The duration of an operational session with levels 1–6 is approximately one hour, whereby only the last part of this time can be used to record “high level data”. Depending on the level of difficulty and complexity of the question, several sessions are necessary in order to collect sufficient data to answer the respective question.

Nowadays, sessions via Skype or similar video conferencing tools are also used, in which the viewer points the camera at his sheet so that the monitor can follow the progress of the recordings. With the help of the software, such sessions can be recorded relatively easily for evaluation. In the case of live sessions, an audio or video recording is sometimes also made to simplify the evaluation.

Sessions can also be carried out as “solo sessions” (only by the viewer itself without the aid of a monitor). Here, however, the viewer himself has to take on the task of constantly monitoring his output in relation to AOLs, which requires a part of the analytical mind that should normally be pushed aside as possible, constantly in function. It is not easy to achieve this mental balancing act, and even experienced viewers confirm that working with Monitor can achieve a different quality. There are a few well-trained and experienced viewers who also deliver very good results in the solo area. As a rule, however, the security of viewing with monitoring is preferred for operational targets.

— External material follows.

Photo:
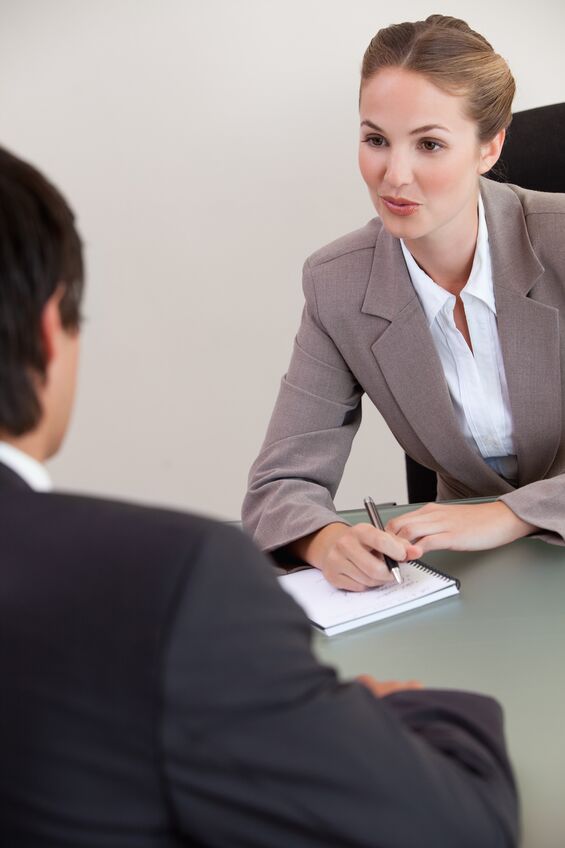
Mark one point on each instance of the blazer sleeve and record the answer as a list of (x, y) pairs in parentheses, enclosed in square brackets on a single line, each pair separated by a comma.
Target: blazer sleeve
[(263, 746), (542, 504), (294, 479)]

Excerpt from the original CRV manual by Paul H. Smith:

Session Dynamics: In conducting a coordinate remote viewing session, a remote viewer and a monitor begin by seating themselves at the opposite ends of a table in a special remote viewing room equipped with paper and pens, a tape recorder, and a TV camera which allows either recording for documentation, or monitoring by individuals outside the room. The room is homogeneously-colored, acoustic-tiled, and featureless, with light controlled by a dimmer, so that environmental distractions can be minimized. The session begins when the monitor provides cueing or prompting information (geographic coordinates in this case) to the remote viewer. The remote viewer is given no additional identifying information, and at this point has no conscious knowledge of the actual site. For training purposes, the monitor is allowed to know enough about the site to enable him to determine when accurate versus inaccurate information is being provided. The session then proceeds with the monitor repeating the prompting information at appropriate intervals and providing necessary feedback. The remote viewer generates verbal responses and sketches, until a coherent response to the overall task requirement emerges.


Excerpt from the original CRV manual by Paul H. Smith:

Remote Viewing Session: In a remote viewing session an individual or “viewer” attempts to acquire and describe by mental means alone information about a designated site. The viewer is not told what the site is that must be described but is provided a cue or prompt which designates the site.